Brazil’s past track record on the environment

Until recently, Brazil was praised for its efforts in slowing down deforestation in the Amazon, which is believed to provide 20% of the world’s oxygen.

In 2016, Brazil ratified the Paris Agreement, and promised to cut down emissions by 37% until 2025 and 43% by 2030. It also set a target to restore almost 1.2 lakh square kilometres of the rainforest by 2030.

In 2018, Brazil met a target that it had set for itself for cutting back CO2 emissions ahead of schedule.

After Bolsonaro took office

Although Brazil’s environmental policy received some criticism even in the past, activists have been particularly irate since Bolsonaro has come to power.

A Brazilian government agency reported a 39% increase in deforestation from the same period the previous year. The number of running fires is known to have increased by 84%.

Critics have blamed Bolsonaro’s policies for enabling the destruction. His government has scaled down the deterrent measures that were earlier in place. Fines by Brazil’s environmental agency have been slashed by over 30%.

In a controversial move, Bolsonaro transferred the job of demarcating indigenous zones from the country’s Justice Ministry to the Agriculture Ministry, the latter being run by a favourite of Brazil’s agribusiness lobby. The decision was later overturned by Brazil’s apex court.

The leader has called UN climate goals “unachievable”, and has said: “Brazil does not owe the world anything when it comes to environmental protection.”

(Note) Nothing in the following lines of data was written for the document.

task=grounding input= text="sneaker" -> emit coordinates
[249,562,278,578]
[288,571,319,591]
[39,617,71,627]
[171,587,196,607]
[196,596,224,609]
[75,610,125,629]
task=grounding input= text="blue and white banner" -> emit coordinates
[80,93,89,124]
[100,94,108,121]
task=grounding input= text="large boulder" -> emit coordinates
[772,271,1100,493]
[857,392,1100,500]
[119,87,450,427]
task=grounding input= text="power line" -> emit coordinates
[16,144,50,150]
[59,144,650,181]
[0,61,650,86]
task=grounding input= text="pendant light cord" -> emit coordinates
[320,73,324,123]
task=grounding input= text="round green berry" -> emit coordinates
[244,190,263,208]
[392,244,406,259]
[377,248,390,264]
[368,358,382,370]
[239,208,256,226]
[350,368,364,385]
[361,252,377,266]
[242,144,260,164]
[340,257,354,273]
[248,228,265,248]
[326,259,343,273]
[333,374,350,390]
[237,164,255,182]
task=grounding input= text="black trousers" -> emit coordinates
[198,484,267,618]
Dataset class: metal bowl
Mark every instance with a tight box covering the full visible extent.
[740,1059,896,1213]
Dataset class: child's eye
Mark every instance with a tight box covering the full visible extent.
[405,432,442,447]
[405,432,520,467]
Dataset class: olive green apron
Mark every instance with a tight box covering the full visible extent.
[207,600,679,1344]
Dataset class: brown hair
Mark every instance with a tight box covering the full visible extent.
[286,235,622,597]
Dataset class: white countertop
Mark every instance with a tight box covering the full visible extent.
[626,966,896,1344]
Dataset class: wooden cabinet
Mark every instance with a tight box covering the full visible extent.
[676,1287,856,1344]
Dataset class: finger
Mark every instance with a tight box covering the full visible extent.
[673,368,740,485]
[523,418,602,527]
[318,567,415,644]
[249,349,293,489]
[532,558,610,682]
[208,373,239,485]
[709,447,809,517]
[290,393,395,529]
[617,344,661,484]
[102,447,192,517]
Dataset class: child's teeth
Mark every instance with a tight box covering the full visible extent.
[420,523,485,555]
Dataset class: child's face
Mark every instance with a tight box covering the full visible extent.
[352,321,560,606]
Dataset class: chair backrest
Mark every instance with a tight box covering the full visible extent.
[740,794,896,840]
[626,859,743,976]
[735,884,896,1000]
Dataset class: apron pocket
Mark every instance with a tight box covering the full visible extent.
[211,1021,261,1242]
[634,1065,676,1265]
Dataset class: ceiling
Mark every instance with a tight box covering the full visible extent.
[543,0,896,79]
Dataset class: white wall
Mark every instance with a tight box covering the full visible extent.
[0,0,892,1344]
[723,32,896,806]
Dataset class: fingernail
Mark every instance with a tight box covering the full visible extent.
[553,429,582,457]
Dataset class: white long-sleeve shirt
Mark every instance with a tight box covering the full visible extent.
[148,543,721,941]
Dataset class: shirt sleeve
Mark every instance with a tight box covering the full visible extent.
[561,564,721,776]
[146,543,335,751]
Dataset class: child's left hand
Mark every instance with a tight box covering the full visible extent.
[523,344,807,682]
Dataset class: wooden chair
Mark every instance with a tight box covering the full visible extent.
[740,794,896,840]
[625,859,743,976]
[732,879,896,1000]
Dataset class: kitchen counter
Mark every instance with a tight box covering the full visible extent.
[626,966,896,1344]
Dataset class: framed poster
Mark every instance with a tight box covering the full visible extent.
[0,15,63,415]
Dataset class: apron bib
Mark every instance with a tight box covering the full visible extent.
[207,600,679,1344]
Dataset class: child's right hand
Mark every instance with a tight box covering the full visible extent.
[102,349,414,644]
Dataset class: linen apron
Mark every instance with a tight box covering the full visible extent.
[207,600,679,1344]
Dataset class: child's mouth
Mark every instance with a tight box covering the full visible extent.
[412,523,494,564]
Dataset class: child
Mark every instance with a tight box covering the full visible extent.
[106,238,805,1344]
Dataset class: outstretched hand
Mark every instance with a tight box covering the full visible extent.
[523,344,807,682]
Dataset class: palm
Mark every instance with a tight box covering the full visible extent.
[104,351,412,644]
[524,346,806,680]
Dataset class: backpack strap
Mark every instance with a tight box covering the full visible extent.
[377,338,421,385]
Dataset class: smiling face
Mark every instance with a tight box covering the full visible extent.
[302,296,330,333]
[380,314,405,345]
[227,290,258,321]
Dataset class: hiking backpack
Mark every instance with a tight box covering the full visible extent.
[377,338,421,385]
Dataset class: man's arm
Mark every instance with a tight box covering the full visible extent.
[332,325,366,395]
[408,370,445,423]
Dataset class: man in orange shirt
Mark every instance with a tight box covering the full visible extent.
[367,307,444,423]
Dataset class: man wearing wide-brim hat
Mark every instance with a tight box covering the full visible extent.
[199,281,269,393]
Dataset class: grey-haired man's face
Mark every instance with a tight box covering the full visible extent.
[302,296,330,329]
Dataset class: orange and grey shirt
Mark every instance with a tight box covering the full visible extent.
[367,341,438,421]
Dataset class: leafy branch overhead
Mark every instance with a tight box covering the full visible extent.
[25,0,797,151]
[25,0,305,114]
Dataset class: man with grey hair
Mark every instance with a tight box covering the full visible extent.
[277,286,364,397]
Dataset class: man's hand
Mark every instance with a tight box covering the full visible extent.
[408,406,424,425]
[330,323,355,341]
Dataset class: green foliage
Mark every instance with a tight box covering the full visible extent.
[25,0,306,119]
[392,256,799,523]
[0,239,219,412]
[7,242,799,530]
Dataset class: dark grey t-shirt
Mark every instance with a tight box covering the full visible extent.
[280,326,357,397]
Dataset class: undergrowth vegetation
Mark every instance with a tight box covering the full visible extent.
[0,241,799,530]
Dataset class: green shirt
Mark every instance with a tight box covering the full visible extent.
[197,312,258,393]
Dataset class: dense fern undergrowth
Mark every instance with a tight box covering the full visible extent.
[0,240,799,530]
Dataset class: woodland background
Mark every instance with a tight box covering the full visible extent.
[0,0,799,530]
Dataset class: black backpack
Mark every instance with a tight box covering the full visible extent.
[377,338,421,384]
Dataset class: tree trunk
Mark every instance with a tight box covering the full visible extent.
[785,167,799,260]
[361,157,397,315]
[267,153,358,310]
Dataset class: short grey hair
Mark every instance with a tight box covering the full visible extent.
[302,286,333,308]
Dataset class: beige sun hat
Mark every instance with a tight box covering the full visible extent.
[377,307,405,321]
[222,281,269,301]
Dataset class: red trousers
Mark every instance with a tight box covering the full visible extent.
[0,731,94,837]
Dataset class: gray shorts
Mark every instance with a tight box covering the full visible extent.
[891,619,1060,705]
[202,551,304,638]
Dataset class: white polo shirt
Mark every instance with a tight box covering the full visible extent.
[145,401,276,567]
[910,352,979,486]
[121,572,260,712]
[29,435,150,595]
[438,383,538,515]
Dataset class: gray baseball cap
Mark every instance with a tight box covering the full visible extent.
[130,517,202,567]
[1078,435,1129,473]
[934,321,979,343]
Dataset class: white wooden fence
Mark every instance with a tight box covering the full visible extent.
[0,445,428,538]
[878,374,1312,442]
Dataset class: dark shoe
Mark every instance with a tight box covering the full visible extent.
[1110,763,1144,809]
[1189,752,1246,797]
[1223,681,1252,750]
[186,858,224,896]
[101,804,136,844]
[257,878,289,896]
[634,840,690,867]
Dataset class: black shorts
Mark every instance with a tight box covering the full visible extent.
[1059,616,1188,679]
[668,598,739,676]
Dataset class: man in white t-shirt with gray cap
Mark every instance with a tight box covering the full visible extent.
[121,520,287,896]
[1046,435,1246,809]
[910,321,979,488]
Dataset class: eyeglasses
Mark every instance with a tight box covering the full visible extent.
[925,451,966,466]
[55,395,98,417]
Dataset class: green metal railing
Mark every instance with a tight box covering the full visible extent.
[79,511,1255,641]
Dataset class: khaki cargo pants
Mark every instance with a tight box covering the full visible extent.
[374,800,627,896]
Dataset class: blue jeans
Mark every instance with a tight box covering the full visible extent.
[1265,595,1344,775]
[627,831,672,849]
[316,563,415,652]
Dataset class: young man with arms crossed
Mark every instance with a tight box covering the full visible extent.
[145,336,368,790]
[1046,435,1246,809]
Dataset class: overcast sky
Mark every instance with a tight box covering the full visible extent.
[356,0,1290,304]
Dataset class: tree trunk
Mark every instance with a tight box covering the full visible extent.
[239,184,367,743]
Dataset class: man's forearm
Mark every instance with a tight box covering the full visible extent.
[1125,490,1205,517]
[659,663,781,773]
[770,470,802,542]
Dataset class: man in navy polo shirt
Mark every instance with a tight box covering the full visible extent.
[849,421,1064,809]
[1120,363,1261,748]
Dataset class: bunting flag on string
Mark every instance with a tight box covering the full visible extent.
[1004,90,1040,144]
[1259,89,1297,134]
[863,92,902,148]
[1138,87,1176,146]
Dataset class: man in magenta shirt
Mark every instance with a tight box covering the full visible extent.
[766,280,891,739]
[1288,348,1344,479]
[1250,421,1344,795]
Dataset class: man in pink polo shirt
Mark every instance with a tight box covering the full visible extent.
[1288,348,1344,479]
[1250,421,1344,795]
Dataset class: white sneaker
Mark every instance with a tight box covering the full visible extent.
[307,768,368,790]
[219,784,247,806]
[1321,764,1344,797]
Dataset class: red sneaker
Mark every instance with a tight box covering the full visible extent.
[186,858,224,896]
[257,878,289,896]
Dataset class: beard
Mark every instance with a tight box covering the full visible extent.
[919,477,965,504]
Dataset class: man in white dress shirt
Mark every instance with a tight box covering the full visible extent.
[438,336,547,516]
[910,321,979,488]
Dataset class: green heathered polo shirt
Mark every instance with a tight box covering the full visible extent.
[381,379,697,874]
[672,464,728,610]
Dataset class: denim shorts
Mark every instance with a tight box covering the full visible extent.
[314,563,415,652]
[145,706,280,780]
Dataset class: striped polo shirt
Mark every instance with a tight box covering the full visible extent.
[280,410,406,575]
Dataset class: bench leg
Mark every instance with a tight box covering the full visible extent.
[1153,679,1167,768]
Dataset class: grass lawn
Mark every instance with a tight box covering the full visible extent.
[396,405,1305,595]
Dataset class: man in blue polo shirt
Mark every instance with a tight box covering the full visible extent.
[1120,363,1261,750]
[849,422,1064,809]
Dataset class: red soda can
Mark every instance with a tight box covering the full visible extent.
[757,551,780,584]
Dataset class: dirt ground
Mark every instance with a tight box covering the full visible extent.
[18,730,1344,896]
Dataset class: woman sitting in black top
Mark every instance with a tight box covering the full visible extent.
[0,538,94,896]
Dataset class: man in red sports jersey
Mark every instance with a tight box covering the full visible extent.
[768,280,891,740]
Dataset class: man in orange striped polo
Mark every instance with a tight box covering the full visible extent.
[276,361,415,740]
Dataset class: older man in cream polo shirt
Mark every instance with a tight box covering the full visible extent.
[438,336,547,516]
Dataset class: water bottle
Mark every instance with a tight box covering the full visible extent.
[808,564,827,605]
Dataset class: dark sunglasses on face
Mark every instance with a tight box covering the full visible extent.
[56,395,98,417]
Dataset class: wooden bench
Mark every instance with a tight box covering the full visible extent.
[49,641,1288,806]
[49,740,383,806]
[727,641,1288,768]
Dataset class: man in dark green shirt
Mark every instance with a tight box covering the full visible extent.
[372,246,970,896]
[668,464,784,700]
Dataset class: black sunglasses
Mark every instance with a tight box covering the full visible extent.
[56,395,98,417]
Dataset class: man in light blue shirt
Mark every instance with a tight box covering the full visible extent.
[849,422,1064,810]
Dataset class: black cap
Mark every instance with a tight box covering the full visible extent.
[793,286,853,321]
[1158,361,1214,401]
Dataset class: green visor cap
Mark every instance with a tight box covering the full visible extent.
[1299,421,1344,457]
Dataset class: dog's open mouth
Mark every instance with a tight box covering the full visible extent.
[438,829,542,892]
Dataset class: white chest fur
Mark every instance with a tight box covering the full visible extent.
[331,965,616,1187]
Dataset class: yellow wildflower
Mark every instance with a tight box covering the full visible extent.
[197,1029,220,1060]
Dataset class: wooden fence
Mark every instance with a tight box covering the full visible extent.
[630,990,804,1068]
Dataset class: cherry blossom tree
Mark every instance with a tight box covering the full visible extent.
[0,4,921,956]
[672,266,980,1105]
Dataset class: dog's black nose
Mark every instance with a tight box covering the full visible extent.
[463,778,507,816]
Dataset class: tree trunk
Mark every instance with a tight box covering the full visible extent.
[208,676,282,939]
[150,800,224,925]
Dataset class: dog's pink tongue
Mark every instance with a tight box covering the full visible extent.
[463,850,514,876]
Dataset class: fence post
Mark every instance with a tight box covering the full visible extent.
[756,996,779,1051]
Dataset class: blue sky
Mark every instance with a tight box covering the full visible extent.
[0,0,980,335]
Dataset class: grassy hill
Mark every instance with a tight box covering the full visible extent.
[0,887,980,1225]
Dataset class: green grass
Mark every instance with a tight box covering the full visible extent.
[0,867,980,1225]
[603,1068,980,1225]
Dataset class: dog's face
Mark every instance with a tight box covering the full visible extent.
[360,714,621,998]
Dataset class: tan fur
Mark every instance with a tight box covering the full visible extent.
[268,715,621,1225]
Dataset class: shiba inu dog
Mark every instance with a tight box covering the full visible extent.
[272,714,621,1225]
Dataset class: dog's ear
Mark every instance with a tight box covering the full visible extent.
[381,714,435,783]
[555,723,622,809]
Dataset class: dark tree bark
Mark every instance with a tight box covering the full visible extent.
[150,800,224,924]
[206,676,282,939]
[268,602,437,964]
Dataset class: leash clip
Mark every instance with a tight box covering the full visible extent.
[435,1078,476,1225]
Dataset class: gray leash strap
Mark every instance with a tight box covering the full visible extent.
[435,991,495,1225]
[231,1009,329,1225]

The Bolsonaro administration even cancelled the country’s previous decision of hosting the 2019 United Nations conference on climate change. The session will now be held in Chile in November this year.

International reaction

In the wake of the Bolsonaro government’s apparently lackadaisical attitude towards environmental matters, Germany and Norway suspended funds demarcated for conservation projects in Brazil.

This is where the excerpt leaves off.